A general view of the field during the fourth quarter in Super Bowl LII between the New England Patriots and the Philadelphia Eagles at U.S. Bank Stadium. Mandatory Credit: Richard Mackson-USA TODAY Sports

MINNEAPOLIS - Despite sky-high security at the Super Bowl, a top U.S. Bank Stadium official's cellphone was stolen as he tried to break up a fight.

Minnesota Sports Facilities Authority (MSFA) Chairman Mike Vekich was conducting "routine monitoring of U.S. Bank Stadium and MSFA contractors" on game day when he, "along with other members of security staff, saw a conflict escalate between fans at the Super Bowl," spokeswoman Jenn Hathaway said.

Vekich's "personal" cellphone was taken as he and the "security team" worked to defuse the situation, Hathaway said, adding, "Our team is currently looking into the matter."

The game took place on Feb. 4, and Vekich still doesn't have his phone back.

Hathaway said no police report was filed. She didn't respond to additional questions about the circumstances or location of the fight. The incident appears to have punctured the multiyear, multiagency security net around and at the stadium on the day of the game between the New England Patriots and the Philadelphia Eagles.

The Super Bowl is a Level 1 National Security event because it's a high-profile, high-risk target for a terrorist attack. That means that the federal government spends months working with the National Football League, state and local officials to coordinate security. At a joint news conference days before the game, security officials said they were confident they could provide protection for anything.

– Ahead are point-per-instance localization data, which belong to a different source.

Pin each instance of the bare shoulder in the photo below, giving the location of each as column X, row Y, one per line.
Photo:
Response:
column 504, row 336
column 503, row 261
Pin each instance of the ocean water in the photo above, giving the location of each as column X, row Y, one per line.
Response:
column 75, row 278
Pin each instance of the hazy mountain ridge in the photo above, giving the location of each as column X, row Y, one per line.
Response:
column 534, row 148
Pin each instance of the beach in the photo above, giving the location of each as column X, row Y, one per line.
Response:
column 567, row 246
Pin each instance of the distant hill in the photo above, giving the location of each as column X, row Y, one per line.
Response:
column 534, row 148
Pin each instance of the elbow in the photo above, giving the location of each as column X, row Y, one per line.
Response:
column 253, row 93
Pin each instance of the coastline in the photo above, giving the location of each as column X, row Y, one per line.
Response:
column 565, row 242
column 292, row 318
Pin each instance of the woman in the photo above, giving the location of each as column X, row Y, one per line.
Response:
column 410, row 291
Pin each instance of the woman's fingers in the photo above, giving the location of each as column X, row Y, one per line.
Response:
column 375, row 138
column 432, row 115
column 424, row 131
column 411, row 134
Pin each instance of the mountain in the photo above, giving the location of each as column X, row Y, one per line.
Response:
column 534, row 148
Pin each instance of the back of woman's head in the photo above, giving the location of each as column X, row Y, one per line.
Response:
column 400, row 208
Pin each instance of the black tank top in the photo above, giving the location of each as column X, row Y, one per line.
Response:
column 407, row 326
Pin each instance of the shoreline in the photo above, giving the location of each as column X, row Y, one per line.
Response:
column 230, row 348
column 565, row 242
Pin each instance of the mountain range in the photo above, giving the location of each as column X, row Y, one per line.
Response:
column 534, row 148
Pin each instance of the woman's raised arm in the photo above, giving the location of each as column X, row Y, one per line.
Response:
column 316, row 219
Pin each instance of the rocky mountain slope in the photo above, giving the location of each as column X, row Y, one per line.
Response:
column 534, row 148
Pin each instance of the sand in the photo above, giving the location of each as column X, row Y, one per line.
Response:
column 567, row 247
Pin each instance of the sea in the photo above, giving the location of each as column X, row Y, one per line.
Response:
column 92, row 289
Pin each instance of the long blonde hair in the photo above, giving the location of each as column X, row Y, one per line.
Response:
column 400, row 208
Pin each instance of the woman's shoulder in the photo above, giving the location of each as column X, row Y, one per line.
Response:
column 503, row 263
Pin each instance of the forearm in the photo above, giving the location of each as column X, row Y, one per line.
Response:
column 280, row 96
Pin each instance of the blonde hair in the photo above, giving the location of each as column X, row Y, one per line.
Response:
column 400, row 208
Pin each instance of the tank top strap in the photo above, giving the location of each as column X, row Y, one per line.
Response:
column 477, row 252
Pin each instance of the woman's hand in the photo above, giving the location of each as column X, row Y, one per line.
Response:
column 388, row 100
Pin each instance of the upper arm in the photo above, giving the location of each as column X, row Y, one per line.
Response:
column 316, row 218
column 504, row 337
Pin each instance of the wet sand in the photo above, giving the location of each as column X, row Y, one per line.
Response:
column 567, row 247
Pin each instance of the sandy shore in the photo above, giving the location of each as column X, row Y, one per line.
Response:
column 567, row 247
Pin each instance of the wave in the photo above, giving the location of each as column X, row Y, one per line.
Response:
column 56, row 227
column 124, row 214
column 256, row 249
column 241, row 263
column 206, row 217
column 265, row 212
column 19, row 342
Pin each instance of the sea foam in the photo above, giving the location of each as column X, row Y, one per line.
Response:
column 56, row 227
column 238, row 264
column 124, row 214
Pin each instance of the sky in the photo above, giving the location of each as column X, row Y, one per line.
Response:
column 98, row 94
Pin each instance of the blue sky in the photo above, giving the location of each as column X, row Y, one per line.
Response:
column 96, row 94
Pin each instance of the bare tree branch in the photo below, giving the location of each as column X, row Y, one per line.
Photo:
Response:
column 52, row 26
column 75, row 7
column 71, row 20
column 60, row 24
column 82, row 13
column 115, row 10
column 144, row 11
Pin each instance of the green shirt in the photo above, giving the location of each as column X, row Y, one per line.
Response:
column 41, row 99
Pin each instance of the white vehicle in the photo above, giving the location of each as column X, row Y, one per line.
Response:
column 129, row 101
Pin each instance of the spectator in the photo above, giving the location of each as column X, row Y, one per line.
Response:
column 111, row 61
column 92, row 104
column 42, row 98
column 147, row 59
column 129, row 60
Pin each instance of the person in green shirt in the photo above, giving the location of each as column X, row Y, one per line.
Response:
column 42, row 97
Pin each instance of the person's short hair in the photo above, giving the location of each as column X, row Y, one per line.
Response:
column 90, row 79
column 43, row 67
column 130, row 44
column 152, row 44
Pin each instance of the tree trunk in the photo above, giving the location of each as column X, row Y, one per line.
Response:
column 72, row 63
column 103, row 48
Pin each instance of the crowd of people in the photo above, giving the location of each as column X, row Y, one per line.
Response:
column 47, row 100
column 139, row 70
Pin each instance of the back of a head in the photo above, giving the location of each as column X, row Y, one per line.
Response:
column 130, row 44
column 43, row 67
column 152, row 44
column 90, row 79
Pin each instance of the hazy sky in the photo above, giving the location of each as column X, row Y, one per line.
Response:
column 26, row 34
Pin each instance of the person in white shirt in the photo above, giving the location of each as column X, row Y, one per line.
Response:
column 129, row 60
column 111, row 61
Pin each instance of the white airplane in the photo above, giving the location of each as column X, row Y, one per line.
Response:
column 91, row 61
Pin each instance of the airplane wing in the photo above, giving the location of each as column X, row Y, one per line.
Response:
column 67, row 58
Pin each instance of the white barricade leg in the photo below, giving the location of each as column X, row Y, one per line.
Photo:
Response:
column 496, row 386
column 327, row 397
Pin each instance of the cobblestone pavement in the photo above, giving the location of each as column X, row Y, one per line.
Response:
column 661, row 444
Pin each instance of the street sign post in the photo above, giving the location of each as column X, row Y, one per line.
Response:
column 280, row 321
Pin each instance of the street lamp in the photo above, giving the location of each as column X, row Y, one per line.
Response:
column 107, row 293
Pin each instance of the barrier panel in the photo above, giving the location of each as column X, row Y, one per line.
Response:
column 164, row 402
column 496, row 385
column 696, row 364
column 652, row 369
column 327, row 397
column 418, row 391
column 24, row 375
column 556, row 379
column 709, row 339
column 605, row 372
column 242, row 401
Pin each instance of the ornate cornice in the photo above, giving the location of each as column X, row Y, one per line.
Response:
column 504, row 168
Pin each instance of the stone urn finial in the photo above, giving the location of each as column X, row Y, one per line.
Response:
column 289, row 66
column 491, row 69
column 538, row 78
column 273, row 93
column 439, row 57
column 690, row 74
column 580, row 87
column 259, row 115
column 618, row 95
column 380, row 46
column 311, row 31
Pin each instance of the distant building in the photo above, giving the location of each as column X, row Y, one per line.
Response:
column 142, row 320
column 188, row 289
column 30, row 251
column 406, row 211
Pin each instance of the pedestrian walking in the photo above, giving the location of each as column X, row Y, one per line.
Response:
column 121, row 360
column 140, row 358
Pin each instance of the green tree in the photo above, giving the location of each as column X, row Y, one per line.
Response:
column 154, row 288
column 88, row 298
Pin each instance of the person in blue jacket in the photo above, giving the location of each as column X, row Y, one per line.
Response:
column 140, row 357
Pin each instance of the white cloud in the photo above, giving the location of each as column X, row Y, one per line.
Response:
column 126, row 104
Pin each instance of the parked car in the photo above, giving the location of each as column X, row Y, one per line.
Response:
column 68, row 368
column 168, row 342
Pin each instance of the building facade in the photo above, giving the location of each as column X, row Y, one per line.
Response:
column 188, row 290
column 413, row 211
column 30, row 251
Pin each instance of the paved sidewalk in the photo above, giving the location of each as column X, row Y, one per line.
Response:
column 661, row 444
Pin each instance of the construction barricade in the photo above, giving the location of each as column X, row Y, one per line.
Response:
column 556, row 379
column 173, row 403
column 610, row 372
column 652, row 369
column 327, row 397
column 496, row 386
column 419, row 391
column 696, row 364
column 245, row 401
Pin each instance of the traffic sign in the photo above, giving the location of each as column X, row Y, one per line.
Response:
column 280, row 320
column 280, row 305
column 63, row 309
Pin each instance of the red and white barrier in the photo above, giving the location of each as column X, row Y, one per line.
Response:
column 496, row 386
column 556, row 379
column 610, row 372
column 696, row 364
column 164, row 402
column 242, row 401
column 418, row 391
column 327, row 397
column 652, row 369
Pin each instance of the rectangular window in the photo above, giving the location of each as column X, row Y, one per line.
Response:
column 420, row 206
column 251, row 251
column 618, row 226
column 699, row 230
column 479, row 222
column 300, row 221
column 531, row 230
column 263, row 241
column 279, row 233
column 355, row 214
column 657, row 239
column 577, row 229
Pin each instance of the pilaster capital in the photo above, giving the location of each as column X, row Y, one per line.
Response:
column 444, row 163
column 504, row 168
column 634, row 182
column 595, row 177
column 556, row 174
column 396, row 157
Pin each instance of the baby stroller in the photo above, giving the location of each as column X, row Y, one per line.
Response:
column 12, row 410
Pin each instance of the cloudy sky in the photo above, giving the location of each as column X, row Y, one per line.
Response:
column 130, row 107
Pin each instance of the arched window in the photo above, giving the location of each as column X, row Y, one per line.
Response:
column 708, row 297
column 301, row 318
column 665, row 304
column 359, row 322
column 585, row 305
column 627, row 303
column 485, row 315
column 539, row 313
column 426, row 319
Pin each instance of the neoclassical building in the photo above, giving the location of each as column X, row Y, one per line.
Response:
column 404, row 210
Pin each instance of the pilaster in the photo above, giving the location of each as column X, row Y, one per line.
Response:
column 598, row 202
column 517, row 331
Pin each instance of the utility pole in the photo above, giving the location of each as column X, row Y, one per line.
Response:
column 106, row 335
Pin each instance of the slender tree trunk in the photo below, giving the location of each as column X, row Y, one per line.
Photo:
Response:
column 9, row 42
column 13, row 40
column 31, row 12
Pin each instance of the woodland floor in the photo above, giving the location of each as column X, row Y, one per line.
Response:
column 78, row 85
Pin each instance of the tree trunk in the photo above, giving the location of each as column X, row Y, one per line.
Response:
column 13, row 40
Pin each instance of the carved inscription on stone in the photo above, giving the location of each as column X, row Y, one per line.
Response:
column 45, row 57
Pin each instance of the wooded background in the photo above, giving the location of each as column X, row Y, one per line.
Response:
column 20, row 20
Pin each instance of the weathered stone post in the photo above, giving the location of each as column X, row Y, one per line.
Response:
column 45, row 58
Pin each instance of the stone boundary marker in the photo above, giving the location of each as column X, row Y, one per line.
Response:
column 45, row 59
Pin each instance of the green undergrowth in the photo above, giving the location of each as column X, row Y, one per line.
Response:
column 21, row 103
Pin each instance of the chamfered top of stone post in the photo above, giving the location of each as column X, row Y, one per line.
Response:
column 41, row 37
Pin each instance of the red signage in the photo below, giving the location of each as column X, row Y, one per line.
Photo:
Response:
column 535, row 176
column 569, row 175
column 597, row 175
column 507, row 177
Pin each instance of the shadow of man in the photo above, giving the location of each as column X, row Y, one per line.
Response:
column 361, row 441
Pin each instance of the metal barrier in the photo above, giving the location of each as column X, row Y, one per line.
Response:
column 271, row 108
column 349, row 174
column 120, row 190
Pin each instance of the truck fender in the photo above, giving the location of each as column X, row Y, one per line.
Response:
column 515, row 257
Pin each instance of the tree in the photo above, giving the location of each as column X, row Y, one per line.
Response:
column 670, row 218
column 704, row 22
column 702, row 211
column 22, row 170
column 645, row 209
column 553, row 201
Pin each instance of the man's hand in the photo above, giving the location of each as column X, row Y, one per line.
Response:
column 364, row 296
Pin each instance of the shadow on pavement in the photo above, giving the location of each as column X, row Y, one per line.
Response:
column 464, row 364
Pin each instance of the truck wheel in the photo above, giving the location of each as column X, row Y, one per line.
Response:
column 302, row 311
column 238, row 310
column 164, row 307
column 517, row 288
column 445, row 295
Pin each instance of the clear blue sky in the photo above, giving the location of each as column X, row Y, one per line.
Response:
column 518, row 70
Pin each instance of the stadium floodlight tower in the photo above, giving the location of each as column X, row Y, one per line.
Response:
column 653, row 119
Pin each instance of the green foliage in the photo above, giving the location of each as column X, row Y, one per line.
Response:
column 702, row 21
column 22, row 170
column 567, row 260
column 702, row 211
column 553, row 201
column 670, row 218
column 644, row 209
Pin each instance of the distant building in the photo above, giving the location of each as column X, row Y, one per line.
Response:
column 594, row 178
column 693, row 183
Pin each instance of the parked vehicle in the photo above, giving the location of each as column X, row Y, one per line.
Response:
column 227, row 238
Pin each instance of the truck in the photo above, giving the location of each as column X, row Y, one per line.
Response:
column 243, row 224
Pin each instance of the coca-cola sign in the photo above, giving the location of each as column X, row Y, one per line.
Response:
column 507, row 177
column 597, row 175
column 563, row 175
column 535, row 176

Ticket holders to the game passed through metal detectors and were subject to size limits on their bags and checks at entry points. Throughout the 10-day event, dozens of law enforcement agents worked around the clock at a multiagency command center. Those officers monitored cameras throughout downtown, inside and outside the stadium as well as light-rail train movement.

During a media visit in the days before the game, Minneapolis police, who coordinated the multiagency effort, showed how cameras could zoom in on specific spots in the stadium at the push of a button.